Add new archiver for EPA eGRID #549

cmgosnell · 2025-01-27T17:50:07Z

Overview

Closes #517.

What problem does this address?

What did you change in this PR?

this one is weird bc the historical data is all on page, but the recent data is spread across many pages. also there is a seperate PM 2.5 page with data from multiple years
because the most recent year of data required searching over multiple urls, it was actually really easy to add the PM base url and add that data to the year based zips as well

current working sandbox deposition:
https://sandbox.zenodo.org/uploads/159880
https://zenodo.org/uploads/14765659

Question:

the way I'm grabbing the PM data is a little funky. For all the one-year files, they are going in their year based zips. For the one file that spans multiple years i just added into every zip file it pertains to. This is hardcoded rn. I could generalize it a bit (i.e. if they update with more years but have the same file name patterns with YEAR-YEAR it should be doable but idk maybe they won't so i didn't do that yet)
Right now I'm not getting the two PDFs on this page from 2018 and and 2019. Those PDFs describe methodology and also include subregional tables that are included within the multi-year file.

Testing

How did you make sure this worked? How can a reviewer verify this?

To-do list

Tasks

Give feedback

add other TODO items here if necessary! questions that need to answered, decisions that need to be made, tests that need to be run, etc.
Update relevant documentation - like comments, docstrings, README, release notes, etc.
Review the PR yourself and call out any questions or issues you have
Options

e-belfer

I do think we want those two method PDFs to get added to their respective years, even if we're hard-coding the file names for now (which don't seem to have a clear year pattern). It doesn't look like the NH3 data etc. are getting included in the 2021 file when I run this currently.

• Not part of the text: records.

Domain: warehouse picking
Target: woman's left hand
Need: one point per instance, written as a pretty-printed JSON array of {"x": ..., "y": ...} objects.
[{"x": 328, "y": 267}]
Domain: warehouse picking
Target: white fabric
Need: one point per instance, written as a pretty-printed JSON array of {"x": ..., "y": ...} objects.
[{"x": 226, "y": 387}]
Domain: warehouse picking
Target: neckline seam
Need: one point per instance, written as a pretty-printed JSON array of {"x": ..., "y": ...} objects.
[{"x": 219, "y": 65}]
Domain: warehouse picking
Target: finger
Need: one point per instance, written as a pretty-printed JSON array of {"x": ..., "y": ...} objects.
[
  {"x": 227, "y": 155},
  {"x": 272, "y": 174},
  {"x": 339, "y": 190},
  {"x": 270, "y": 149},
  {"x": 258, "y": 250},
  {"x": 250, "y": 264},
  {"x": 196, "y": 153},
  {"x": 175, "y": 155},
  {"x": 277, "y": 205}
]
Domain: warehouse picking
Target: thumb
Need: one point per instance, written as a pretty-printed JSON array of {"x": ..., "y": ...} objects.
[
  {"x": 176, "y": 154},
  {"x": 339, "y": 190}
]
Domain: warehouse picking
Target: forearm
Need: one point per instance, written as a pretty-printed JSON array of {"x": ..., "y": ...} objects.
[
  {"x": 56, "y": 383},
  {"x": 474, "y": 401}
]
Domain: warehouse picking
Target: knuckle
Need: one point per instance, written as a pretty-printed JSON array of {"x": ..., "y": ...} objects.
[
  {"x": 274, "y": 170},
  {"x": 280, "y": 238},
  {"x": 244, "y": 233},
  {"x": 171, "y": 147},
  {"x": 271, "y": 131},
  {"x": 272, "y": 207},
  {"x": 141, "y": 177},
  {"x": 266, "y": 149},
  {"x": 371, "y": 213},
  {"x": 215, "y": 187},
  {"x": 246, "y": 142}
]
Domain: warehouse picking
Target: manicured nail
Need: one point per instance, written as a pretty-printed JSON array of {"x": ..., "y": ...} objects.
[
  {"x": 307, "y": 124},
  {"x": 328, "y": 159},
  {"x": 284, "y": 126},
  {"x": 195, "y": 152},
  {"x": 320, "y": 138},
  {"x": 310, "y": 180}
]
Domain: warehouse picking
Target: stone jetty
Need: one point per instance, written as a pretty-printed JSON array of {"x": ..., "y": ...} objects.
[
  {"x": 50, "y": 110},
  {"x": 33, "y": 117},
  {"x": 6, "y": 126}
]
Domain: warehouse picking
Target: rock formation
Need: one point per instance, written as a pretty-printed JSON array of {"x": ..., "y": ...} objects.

src/pudl_archiver/archivers/epaegrid.py

Co-authored-by: E. Belfer <[email protected]>

…ver into epaegrid

cmgosnell · 2025-01-29T15:00:44Z

src/pudl_archiver/archivers/epaegrid.py

+    async def _download_add_unlink(self, link: str, filename: str, zip_path: str):
+        """Download the file, add it to an zip file in the archive and unlink.
+
+        Little helper function because we are doing this same pattern several times
+        for this dataset within :meth`get_year_resource` because the data is stored
+        across several pages or have bespoke patterns.
+        """
+        download_path = self.download_directory / filename
+        await self.download_file(link, download_path)
+        self.add_to_archive(
+            zip_path=zip_path,
+            filename=filename,
+            blob=download_path.open("rb"),
+        )
+        # Don't want to leave multiple files on disk, so delete
+        # immediately after they're safely stored in the ZIP
+        download_path.unlink()


bc adding the bespoke get the pm methodology pdfs added a third iteration of this i pulled it up into its own little helper function.

Non-blocking: Do you want to just add this in helpers.py? Seems like some version of this also wound up in #534 and maybe it just wants to be a common shared function.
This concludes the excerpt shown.